Since Wendell grew up on a farm in Kentucky, he understands that the beans were planted too early and considers it a miracle that they sprouted it all. Ana has a sprained ankle and cannot navigate the stairs. At first, Wendell considers ignoring her demand, but he ultimately fills the pitcher and enters the lot. He realizes the refrigerator sheltered the beans and warmed them with reflected light. He digs a trough around the first plant and waters it, but he then hears a noise and turns to see Kim. He shows her that he is only watering the beans. Since she has her own jar of water, he lets her finish watering without a word.

Later, a biblical verse pops into his head: “And a little child shall lead them” (Isaiah 11:6). Kim has inspired him. Though he cannot change many of the ugly facts of the world, he realizes he can change the lot. Later in the evening, he picks a spot and clears the ground of trash. On Monday, he brings home a shovel and prepares to break ground.

Chapters 1-3 Analysis

The first three characters Fleischman introduces all suffer a separation from family. Though only Kim initially recognizes her motivation to reconnect with family, Ana and Wendell are also searching for something that will help them reconnect and heal from the loneliness and separation they feel. Kim’s isolation is unique because it presents both as a literal disconnect from her unknown father and as a disconnection from her mother and sister, whose memories of him she cannot share. She can neither heal nor support them in their grief; she cannot even express her own fear that his spirit might visit their altar but fail to recognize her. Planting becomes an exercise in connection with her father. When Kim plants the beans, she pours life-giving water over them and “vow[s] to [her]self that those beans would thrive” (4), an act of nurturing and faith that overcomes separation. Like the biblical Parable of the Mustard Seed, her act of faith is small, but eventually it transforms the entire neighborhood.

The first to benefit from Kim’s act of faith is Ana. As someone who habitually watches the neighborhood from her window, Ana knows a lot about what is going on but is removed from it. Moreover, her observations of crime have left her cynical and distrustful. Watching Kim, she thinks to herself, “I never had children of my own, but I’ve seen enough in that lot to know she was mixed up in something she shouldn’t be” (8), revealing not only her suspicious outlook but also a deeper, internal conflict: She has no family and lacks meaningful connection. When she finds the beans and sees the tiny roots disturbed by her own suspicion, her heart softens.
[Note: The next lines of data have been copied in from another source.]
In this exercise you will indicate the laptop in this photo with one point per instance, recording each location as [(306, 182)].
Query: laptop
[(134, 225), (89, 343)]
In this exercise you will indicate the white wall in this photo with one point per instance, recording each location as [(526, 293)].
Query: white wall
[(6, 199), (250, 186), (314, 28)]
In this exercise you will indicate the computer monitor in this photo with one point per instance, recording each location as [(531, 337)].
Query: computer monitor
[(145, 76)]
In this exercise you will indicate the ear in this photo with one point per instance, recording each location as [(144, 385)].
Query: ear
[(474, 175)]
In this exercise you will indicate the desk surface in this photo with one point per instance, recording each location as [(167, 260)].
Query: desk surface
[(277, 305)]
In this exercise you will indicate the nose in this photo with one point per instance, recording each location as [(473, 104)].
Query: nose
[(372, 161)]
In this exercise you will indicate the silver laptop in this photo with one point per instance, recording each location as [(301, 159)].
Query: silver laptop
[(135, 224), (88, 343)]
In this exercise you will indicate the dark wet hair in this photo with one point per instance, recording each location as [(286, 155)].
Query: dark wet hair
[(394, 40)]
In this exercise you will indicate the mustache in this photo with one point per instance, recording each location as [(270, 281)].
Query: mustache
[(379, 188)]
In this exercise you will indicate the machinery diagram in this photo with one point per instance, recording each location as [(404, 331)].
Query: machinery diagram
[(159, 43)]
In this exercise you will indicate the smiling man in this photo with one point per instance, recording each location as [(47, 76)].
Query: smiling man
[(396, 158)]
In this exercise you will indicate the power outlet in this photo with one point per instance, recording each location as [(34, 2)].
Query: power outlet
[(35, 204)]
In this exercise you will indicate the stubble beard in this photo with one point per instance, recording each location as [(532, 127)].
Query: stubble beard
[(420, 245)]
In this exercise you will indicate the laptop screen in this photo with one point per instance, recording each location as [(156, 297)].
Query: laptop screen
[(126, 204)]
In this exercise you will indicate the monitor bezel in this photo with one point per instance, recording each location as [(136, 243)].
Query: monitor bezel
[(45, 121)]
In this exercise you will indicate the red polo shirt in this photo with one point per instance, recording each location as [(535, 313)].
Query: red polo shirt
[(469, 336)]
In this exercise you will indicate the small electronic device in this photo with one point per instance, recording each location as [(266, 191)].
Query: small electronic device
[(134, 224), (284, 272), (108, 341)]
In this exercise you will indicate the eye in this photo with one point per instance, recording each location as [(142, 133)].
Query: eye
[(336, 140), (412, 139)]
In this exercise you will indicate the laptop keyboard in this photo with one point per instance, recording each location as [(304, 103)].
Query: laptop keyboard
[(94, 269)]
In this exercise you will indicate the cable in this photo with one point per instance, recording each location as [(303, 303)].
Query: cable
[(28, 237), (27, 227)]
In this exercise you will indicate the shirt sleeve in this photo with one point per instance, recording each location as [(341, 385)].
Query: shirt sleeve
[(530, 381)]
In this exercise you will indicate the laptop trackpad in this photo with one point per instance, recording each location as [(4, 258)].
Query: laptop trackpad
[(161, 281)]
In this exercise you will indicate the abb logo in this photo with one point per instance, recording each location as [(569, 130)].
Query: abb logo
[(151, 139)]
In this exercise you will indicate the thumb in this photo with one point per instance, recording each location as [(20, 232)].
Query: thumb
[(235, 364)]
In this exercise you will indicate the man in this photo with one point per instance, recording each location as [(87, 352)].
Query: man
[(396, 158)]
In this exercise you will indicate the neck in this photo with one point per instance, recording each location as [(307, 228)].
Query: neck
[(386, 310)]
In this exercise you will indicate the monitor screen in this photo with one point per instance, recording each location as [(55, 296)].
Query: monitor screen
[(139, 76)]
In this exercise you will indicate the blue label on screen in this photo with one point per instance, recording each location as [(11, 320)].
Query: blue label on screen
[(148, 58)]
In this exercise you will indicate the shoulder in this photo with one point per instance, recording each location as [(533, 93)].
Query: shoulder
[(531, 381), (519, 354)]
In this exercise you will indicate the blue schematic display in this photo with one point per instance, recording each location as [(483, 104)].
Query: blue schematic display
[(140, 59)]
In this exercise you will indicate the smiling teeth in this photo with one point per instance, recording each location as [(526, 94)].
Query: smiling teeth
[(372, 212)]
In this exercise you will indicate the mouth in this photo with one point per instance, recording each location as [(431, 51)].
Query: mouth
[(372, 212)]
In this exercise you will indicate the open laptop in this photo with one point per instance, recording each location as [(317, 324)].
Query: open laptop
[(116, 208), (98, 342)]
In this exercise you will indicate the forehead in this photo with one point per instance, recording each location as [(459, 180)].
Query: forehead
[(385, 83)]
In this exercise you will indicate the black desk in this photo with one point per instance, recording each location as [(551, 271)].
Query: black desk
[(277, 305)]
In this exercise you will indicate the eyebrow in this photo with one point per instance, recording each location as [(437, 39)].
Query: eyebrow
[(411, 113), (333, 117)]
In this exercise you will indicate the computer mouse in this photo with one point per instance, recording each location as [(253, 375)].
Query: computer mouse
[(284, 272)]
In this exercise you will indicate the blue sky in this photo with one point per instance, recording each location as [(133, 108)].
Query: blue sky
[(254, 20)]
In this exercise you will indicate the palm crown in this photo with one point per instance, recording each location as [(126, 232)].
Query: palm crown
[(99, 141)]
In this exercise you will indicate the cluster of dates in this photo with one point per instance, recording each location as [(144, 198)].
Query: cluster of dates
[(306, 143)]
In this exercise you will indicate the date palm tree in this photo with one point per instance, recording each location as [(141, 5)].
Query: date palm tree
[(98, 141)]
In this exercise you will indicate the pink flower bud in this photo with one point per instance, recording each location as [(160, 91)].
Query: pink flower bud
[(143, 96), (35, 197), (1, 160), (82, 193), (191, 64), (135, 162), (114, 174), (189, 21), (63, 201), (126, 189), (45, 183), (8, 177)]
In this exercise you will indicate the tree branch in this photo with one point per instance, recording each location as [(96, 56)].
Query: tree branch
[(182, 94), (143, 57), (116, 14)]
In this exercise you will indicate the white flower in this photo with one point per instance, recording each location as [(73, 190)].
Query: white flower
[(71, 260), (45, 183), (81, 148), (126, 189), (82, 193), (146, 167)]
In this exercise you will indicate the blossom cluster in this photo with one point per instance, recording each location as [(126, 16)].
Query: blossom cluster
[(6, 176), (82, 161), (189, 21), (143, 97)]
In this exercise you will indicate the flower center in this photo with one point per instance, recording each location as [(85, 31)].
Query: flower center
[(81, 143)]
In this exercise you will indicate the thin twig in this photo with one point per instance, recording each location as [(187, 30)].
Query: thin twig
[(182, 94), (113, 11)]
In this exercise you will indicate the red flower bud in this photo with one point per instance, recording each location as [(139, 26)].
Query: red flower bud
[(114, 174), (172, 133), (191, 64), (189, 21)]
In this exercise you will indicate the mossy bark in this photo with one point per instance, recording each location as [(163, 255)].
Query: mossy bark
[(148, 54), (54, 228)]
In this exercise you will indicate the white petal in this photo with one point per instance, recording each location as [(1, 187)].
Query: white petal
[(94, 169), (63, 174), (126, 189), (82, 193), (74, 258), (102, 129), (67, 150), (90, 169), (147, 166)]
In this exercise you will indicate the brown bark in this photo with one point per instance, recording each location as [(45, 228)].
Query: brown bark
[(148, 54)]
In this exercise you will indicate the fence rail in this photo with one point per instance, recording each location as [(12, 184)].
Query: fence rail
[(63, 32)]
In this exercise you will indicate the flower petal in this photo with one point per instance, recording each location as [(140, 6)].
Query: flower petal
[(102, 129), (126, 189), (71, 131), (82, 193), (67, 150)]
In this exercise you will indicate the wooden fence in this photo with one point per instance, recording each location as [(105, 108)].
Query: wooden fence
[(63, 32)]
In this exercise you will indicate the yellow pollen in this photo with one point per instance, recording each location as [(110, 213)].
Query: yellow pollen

Ana assumes partial responsibility for the beans, and the experience of caring for something again fills the hole left by her parents’ deaths.

Like Ana, Wendell has lost his faith, but rather than growing suspicious of others, he has internalized his jadedness, resulting in a sense of apathy toward the world. However, his profession as a janitor and his care for Ana show that he is a caretaker at heart. When Wendell notices that the beans have recovered and that Kim has adopted his idea to build a water trough, he realizes that his actions matter. While he can’t simply erase the violence that killed his son from the world, he can do his part to change the neglected lot for the better. The garden fulfills these characters’ needs for family, establishing themes of both Overcoming Separation With a Shared Purpose and Nurturing as an Act of Faith and Healing.

These opening chapters also establish how Fleischman will use voice throughout the novella to differentiate his characters. Wendell, for example, speaks in a working-class dialect, and his ability to quote the Bible also adds depth to his characterization, implying that he is religious or at least comes from a religious background.